Join the millions around the world doing all they can to ensure that one man cannot wreck decades of work to stop the climate crisis. And what better place to start than at home. Please sign our petition to make sure the UK does its bit to cut greenhouse gas emissions.

We're pressuring the government to do everything it can to protect us against climate change. Please add your voice.

What are Donald Trump’s policies on trade and the environment?

Headlines suggest that Donald Trump has declared war on US trade agreements. 

And, indeed, it seems he is just doing just that.

Trump has pulled the US out of the recently-negotiated Trans Pacific Partnership deal and begun the renegotiation of the USA’s North American Free Trade Agreement with Canada and Mexico. He believes those deals are too generous to US trading partners and encourage the off-shoring of US manufacturing. These agreements also happen to threaten climate, environmental and other public interest regulations – but that's not why Trump is ditching them.
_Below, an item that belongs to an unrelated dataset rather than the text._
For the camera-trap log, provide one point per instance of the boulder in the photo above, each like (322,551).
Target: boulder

What Trump has said is that he wants to significantly increase US production and export of coal, oil and gas – as well as roll back public-interest regulation across the board. And his Secretary of Commerce, Wilbur Ross, has made it clear that a UK-US trade deal would require the UK's current environmental, food and farming standards to be lowered.

As such, it’s hard to envision a future Trumpian US trade policy built on anything other than jingoism, greed and ignorance of environmental and climate science.

Thus, the idea that any of Trump’s proposed trade deals – including any future deal with the UK – will be better for the environment, people and planet than those he is promising to tear up is almost certainly nonsense. 

"We will campaign vigorously against any trade deal with the US. Why should they get to profit from trade with the UK, when their actions will result in more people dying from extreme weather around the world, contribute to ever more serious refugee crises, and cause increased flooding and disruption here in the UK?" Friends of the Earth CEO Craig Bennett.